No imaginário popular, a principal imagem da raiva em cães e gatos é um animal babando, com a boca cheia de saliva esbranquiçada. Isso se deve, principalmente, a sintomas de uma das etapas da doença. Popularmente, fala-se em “raiva furiosa” e “raiva paralítica”. Na verdade, é a mesma doença, em etapas distintas. O período conhecido como “raiva furiosa” é a primeira fase. Com duração de 1 a 4 dias, ela costuma causar alterações de comportamento no cão, como: excitação, agressividade, medo, depressão, ansiedade.

Apesar de ser uma doença extremamente perigosa, a prevenção da raiva é bastante simples: a vacinação. Com uma taxa de proteção muito próxima a 100%, ela é a melhor forma de manter o vírus longe do seu amigo.

O Tijuco de minha meninice era um pequeno arraial, separado da “Vila” (como chamávamos a cidade) por uma dupla estrada de terra de quase três quilômetros e meio: uma para automóveis e outra para carros de boi. Quase todo mundo tinha cães e gatos, mas, diferentemente de muitos donos de hoje, os cachorros viviam soltos. Entravam na casa, porém nunca dormiam dentro dela. Os mais bravos eram treinados para obedecer aos habitantes da casa. Os indomáveis raramente sobreviviam.

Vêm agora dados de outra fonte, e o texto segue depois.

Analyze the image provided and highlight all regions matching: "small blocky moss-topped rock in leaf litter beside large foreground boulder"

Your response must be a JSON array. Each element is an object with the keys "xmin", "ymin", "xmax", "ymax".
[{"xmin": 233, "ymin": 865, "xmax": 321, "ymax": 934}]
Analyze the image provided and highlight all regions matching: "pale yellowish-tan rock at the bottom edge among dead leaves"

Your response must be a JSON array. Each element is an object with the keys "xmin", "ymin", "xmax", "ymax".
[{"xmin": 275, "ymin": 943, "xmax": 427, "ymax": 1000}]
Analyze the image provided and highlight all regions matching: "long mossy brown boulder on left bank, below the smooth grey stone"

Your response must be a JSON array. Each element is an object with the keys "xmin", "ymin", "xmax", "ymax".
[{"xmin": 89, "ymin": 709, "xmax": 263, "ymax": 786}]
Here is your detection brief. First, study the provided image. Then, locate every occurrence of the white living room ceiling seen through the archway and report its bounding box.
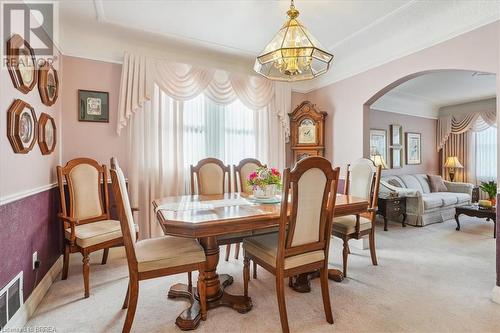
[372,70,496,118]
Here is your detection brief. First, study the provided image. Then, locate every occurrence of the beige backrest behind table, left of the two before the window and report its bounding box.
[191,158,231,195]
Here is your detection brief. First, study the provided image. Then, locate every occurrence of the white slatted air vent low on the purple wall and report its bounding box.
[0,272,23,331]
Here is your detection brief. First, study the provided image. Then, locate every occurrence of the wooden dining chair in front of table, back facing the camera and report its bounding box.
[243,157,339,332]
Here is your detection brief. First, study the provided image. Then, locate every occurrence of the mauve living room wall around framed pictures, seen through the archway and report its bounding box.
[369,110,439,176]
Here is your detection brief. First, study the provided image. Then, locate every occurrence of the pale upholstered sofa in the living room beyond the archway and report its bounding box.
[379,174,474,227]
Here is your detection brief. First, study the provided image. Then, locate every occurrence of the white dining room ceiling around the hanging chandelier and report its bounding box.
[59,0,500,92]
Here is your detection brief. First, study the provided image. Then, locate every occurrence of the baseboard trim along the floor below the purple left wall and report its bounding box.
[5,256,63,330]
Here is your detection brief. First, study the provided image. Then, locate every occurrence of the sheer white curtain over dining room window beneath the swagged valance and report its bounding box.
[128,86,270,238]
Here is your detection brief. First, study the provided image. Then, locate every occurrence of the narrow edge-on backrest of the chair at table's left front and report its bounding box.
[110,157,137,265]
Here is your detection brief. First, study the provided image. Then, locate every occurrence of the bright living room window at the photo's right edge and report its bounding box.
[475,127,497,182]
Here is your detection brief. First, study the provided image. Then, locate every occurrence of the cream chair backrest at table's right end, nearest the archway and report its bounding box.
[345,158,382,208]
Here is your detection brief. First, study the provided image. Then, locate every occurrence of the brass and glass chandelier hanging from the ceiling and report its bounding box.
[254,0,333,81]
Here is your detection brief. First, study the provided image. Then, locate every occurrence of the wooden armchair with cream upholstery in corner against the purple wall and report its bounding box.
[57,158,123,298]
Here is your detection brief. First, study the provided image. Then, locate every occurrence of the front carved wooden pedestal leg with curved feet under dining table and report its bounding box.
[168,237,252,330]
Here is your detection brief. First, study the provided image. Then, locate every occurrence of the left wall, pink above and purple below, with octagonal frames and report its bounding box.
[0,48,63,300]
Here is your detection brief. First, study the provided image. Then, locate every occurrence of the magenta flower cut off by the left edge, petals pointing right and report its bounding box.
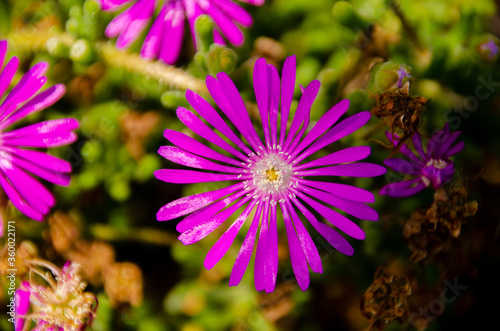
[0,40,78,221]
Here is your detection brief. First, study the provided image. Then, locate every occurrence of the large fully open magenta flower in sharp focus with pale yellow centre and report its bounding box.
[155,57,386,292]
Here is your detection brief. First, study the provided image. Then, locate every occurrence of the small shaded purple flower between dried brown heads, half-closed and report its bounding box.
[380,123,465,197]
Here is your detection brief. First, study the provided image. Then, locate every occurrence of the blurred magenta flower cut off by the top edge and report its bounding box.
[101,0,264,64]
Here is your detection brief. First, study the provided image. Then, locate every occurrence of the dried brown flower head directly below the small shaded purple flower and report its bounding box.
[404,187,478,262]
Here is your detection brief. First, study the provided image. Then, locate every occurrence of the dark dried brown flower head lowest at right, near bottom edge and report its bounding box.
[360,267,411,330]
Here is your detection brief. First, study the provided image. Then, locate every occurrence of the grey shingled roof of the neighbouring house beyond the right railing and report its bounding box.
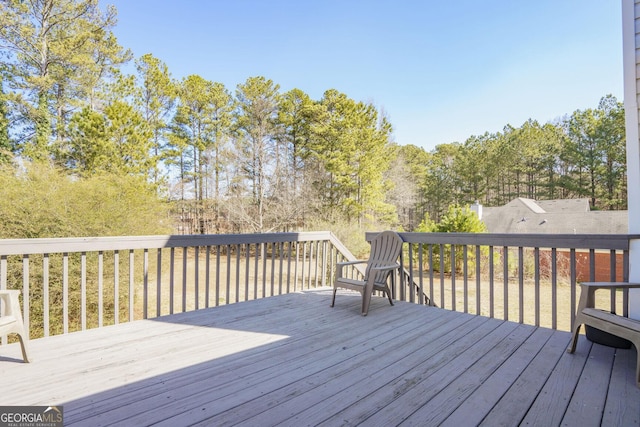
[480,197,628,234]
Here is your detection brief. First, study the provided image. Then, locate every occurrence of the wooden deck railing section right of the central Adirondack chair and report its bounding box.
[366,233,637,330]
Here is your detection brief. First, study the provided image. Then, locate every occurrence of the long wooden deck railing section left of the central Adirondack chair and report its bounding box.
[0,232,360,341]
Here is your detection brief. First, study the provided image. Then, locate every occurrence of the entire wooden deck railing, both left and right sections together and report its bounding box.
[0,232,636,342]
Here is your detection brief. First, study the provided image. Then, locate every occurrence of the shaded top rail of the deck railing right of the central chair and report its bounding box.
[365,232,640,250]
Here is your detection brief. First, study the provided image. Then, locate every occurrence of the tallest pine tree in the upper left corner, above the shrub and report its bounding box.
[0,0,130,161]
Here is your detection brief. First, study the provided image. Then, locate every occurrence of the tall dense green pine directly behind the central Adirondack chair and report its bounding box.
[310,90,395,224]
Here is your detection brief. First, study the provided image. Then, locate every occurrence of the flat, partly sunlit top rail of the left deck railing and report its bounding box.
[0,231,337,256]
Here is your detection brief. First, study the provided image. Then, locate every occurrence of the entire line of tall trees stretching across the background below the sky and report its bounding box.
[0,0,626,237]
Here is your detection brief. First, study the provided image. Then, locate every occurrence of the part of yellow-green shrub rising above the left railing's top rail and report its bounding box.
[0,164,170,239]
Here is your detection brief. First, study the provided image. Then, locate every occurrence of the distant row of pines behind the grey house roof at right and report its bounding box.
[395,95,627,229]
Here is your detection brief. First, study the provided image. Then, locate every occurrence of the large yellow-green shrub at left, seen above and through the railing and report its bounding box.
[0,164,170,337]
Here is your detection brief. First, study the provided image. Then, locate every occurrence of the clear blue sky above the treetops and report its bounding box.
[102,0,623,151]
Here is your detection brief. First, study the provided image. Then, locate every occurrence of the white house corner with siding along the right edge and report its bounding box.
[622,0,640,319]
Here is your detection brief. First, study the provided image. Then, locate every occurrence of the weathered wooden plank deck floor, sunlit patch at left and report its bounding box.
[0,290,640,427]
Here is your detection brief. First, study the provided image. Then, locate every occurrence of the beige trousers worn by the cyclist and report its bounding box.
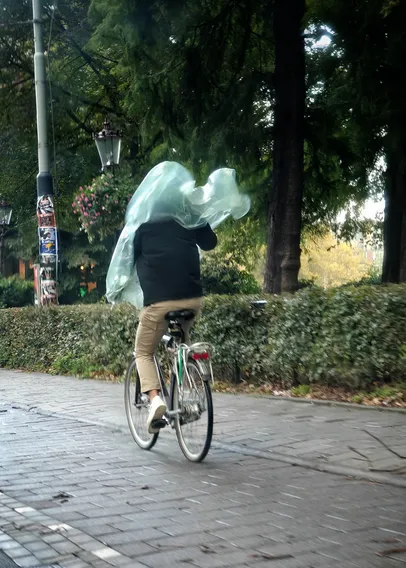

Era um pavor lá no Tijuco quando corria a notícia de um cachorro zangado, seguindo, babando e mordendo outros cachorros ou quem vinha pela frente pelas trilhas por onde circulávamos. Os cães “ofendidos” (palavra daquele tempo = mordidos) eram sumariamente mortos e muitas casas, preventivamente, os eliminavam para evitar o contágio. Caso nosso.

Daí a minha lembrança trágica, embora nunca tenha visto um cachorro louco. Muito novo ainda, mais ou menos entre 7 a 10 anos, vi meu pai saindo com um machado, indo em direção ao Laporte, nosso cão amigo. Só vi a cena de meu pai enterrando-o no quintal, todo ensanguentado e com a cabeça rachada. Era o mês de agosto!